The product gained approval from Daniel Laury, a gynecologist and women's primary-care physician whose Medford office offers aesthetician services, including Unrein's sunless tanning. Although the number of women who tan has decreased over the 19 years he's practiced locally, Laury says he diagnoses skin cancers weekly and has stern warnings for patients whose tanning persists.

"It's pretty obvious when someone has had years of UV exposure," he says.

The most common form of cancer, skin cancers account for more than 2 million cases annually in the United States. The deadliest kind, melanoma, is the second-most common cancer of women in their 20s and has been on the rise for at least 30 years, with a 3-percent annual increase in women ages 15 to 39 since 1992, according to the American Academy of Pediatrics. A recent World Health Organization report put tanning beds in its highest category for carcinogens.

Young girls who tan heighten their risk of developing melanoma by 75 percent, according to Dr. Len Lichtenfeld, deputy chief medical officer for the American Cancer Society. Yet a national survey showed that 24 percent of white teenagers 13 to 19 years old used a tanning facility at least once. The pediatrics academy is advocating laws banning anyone younger than 18 from tanning beds. Legislation to do just that was pending in California.

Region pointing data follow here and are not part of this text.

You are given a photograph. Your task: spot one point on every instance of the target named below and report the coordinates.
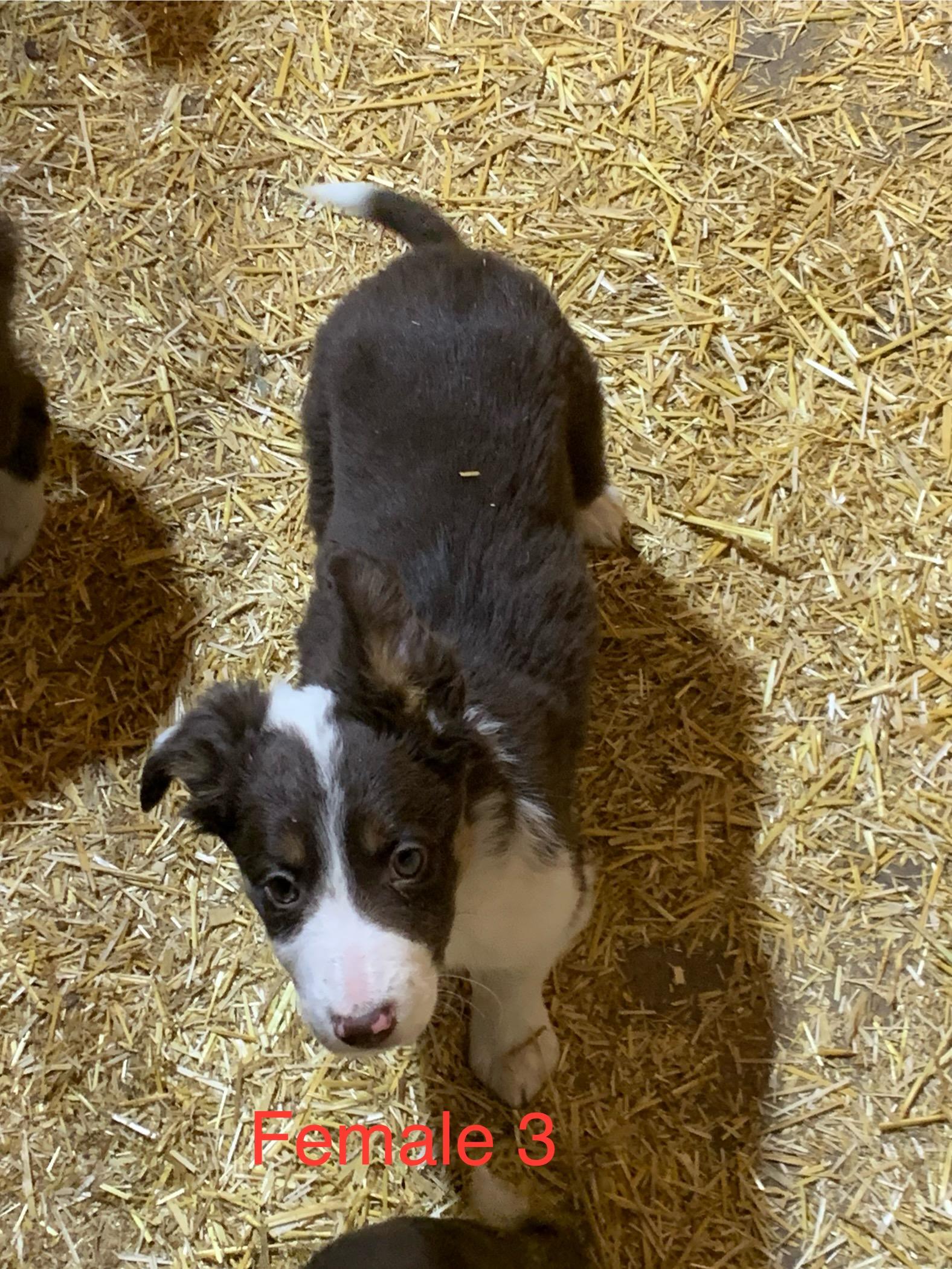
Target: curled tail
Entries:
(8, 267)
(414, 221)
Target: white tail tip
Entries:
(495, 1201)
(346, 196)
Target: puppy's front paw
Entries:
(603, 521)
(517, 1073)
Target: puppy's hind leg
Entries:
(600, 514)
(513, 1048)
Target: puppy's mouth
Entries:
(367, 1031)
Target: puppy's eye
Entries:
(282, 890)
(407, 862)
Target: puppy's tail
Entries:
(414, 221)
(8, 267)
(497, 1202)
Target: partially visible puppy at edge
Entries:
(407, 810)
(502, 1235)
(24, 427)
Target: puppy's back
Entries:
(425, 1242)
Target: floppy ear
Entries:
(208, 752)
(393, 662)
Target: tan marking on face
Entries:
(291, 849)
(390, 670)
(464, 844)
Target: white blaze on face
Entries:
(343, 963)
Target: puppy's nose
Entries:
(366, 1031)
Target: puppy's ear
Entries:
(208, 752)
(394, 662)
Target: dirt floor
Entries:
(745, 211)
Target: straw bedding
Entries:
(745, 212)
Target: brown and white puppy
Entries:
(503, 1235)
(24, 427)
(408, 809)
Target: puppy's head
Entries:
(342, 802)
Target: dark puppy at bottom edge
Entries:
(504, 1235)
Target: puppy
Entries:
(408, 807)
(503, 1235)
(24, 427)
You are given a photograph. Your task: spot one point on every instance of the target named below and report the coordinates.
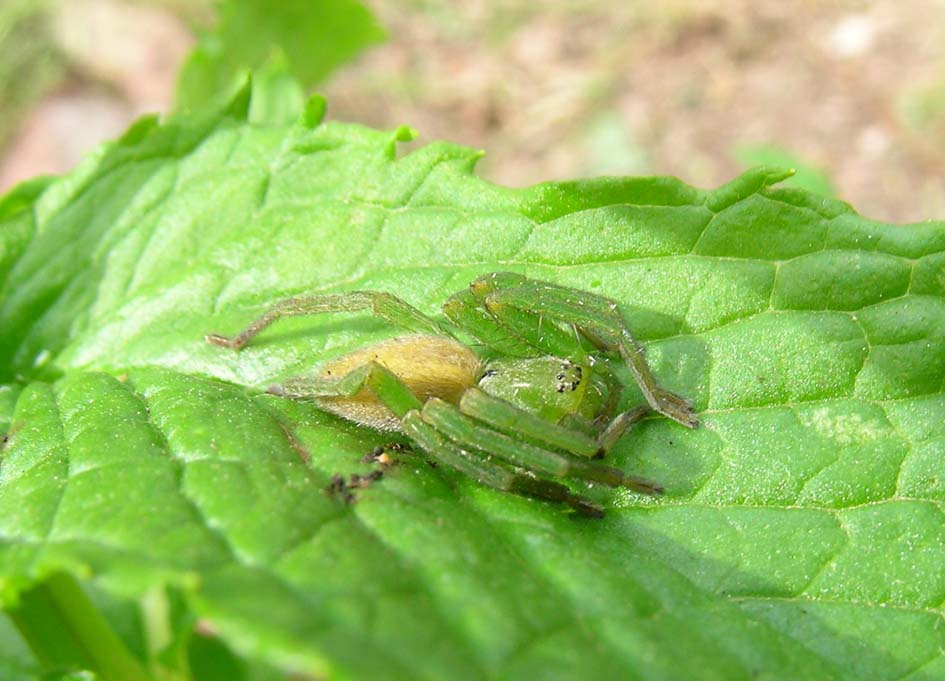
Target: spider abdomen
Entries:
(430, 366)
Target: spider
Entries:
(538, 403)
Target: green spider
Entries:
(540, 403)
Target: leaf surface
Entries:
(802, 530)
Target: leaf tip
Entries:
(314, 111)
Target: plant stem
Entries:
(66, 632)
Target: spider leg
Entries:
(618, 426)
(513, 333)
(377, 379)
(597, 318)
(485, 472)
(384, 305)
(468, 433)
(509, 419)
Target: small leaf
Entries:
(307, 40)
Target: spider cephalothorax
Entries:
(543, 405)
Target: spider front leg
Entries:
(505, 295)
(384, 305)
(442, 450)
(468, 433)
(389, 391)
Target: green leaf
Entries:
(308, 39)
(801, 533)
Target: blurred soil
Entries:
(561, 89)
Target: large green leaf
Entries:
(801, 535)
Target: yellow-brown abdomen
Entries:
(430, 366)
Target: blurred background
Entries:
(852, 94)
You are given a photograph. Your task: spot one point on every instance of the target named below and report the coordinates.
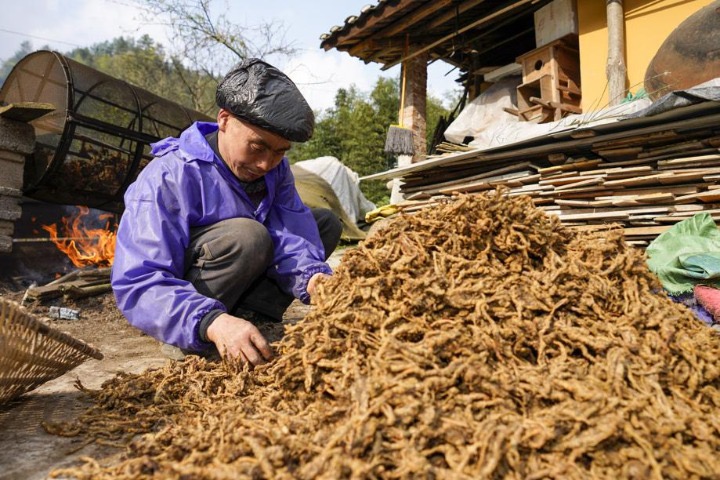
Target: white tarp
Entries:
(344, 182)
(490, 125)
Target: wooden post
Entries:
(414, 105)
(616, 71)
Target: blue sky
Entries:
(64, 24)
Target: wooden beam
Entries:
(464, 29)
(399, 26)
(372, 20)
(452, 15)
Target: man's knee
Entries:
(330, 228)
(234, 238)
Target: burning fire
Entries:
(85, 246)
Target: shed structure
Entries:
(485, 40)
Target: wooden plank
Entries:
(570, 166)
(557, 181)
(583, 203)
(484, 184)
(465, 179)
(643, 199)
(582, 183)
(709, 196)
(605, 216)
(618, 172)
(697, 161)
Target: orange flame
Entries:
(85, 246)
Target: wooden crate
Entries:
(551, 81)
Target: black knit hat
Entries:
(260, 94)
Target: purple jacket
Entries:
(188, 186)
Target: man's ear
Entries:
(223, 117)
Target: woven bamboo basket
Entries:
(31, 352)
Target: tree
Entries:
(144, 63)
(7, 65)
(354, 131)
(205, 46)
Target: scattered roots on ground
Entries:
(477, 339)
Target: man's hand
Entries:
(236, 337)
(316, 280)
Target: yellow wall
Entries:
(647, 25)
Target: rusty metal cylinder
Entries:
(96, 141)
(690, 55)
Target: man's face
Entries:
(249, 151)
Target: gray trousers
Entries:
(228, 261)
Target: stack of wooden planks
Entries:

Unrein is all too familiar with teens' desire to sport a tan, particularly for prom season. So she's been showing off her handiwork on Miss Rogue Valley and Pear Blossom queen contestants. All Season charges $30 per session. Call 541-531-7214.

Sunless tanning clients can wear bathing suits or disposable undergarments inside a pop-up tent, where the tanning solution is sprayed on. Unlike "Mystic Tan" booths, technicians who administer the tan by hand produce more accurate results and can contour certain areas of the body, says Kate Wasserman, owner of the Oregon Institute of Aesthetics, which added sunless tanning to its repertoire this spring.

"It's becoming more and more popular as people become more educated," says Wasserman, adding that even tanning salons are starting to offer sunless alternatives.

A sunless tan, unlike the real thing, affords no protection from UV rays. So spray-tan fans — like everyone else — should diligently apply broad-spectrum sunscreen (SPF 15 or higher), limit sun exposure during the peak hours of 10 a.m. and 4 p.m. and take extra caution near water, sand and snow, which reflect UV rays.